6 keyed whistle

I used the head from the A Susato I won from Beth on a keyed piccolo body and this is what it looks like.

And have you played it? How does it sound? Looks good, at any rate.

JessieK posted something like that awhile back. I think the title was, “Whiccolo or Pistle?”

Best wishes,
Jerry

I believe JessieD’s was a boehm piccolo body, this one is some old German granola wood eBay find.

Yes, Nano, I’ve played it. Unfortunately, I did 2 of the pads myself so it’s leaky, and my fingers are kind of clumsy with all those keys. I think it’s out of tune, but I’m not sure because it squawks alot.

Cran, it’s easy to re-seat the pads if you installed them with the proper stuff. Just gently warm the metal behind the pad with an alcohol lamp, and when it loosens, let it seat on the instrument, then add just a tiny bit of pressure to align it.
Cheers, :smiley:
serp

Cool! Yeah, the tuning usually gets weird when you combine instruments.

Wonky tuning might be due to the distance of the ramp’s blade from the uppermost tonehole, I’m thinking. I think that a piccolo’s embouchure hole would be closer (referring to mental images of standard simple-system flutes). Don’t know the ratios, but maybe the Fute-O-Mat thingy, which I haven’t checked out, would be of some help here.

And I wager that the tweaks will continue. :wink:

Mabey sometime down the road I’ll (try to) make a PVC whistle head that fits it properly, but for now it’ll just have to be squawky and out of tune. :stuck_out_tongue:

The Susato still plays fine with the Sustato head. Go figure. :slight_smile:

I have an old 4-key piccolo in D, I suspect German-made, which came as a set with its flageolet (= whistle) head. Though the B-flat key is unconvenient in vertical position (it’s for a fifer’s thumb position), the materials used, and resp. conditions seem to indicate it was made as a set from the start, and by the same unknown maker.

The flute hole center is at the same distance to the body than the whistle blade edge.

I acctually found a real 6-keyed whistle at the local music store. I think at least it was the real thing cause the head looked very original. The body looks almost exactly the same as cranberrys but it has a head of the same type of wood, and a flute-style tuningslide. Because wood darkens with age and the head and body has the same colour I belive that they are of the same age, wich is very old.
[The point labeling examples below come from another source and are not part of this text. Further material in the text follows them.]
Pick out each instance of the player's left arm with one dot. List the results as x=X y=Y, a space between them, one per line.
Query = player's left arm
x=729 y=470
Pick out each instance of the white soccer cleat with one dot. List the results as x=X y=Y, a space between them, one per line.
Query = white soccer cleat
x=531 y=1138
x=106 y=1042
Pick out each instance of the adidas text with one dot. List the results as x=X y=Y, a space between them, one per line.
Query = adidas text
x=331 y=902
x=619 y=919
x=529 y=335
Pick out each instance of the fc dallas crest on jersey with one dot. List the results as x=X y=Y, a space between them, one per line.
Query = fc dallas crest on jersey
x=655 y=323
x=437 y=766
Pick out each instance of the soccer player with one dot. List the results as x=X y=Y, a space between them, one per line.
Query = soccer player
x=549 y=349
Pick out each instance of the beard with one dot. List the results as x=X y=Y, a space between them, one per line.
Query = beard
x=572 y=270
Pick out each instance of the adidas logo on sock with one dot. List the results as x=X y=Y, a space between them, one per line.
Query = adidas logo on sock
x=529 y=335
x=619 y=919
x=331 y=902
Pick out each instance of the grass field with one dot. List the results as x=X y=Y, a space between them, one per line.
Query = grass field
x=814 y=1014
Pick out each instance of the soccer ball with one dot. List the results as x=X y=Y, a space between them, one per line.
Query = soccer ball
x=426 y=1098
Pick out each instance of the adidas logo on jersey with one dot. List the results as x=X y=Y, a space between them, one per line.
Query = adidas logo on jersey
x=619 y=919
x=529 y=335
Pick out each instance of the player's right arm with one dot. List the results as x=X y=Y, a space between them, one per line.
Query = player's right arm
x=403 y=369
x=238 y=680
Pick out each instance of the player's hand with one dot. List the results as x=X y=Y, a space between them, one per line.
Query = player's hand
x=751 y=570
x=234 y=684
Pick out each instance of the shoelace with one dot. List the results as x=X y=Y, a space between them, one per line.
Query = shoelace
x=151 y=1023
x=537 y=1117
I think it’s made of cocus and it play’s nice, in tune with itself. I haven’t checked it on a tuner tough, and furthermore it still belongs to the store. It’s not really for sale, but the owner of the store said that he would think about selling it. If I get it, I’ll try to post a few pic’s of it later.

Cheers

Cranberry,

You need a headjoint that matches the diameter of the bore near the point where it couples.

I’m building a prototype of a 5-key chromatic high-d, three key-mounts finished - two to go.

A few months ago, I had this cheap Piccolo from Pakistan or India via Ebay and I decided to make whistle mouthpiece for it.

Well it’s done, it turned out well. In fact it functions as a high-D. I corrected a few tuning problems.
In fact, it functions better as whistle than it did as a piccolo. I did change the the threaded tenon to cork also to improve on it. Strange, it was horrible as flute but it turned out to be a good whistle.

It required an additional piece of telescoping tubing placed inside the headjoint to get the octaves to line up properly. The tuning was really strange until I did that.

So it was $30 + nearly $15 for shipping. A few dollars worth of brass and delrin and I now have a Chromatic High-D whistle.

I haven’t finished the one I’m building from scratch yet. Too many things going on.

The body looks similar to the one Cranberry was working on.

Does anyone want measurements for the mouthpiece?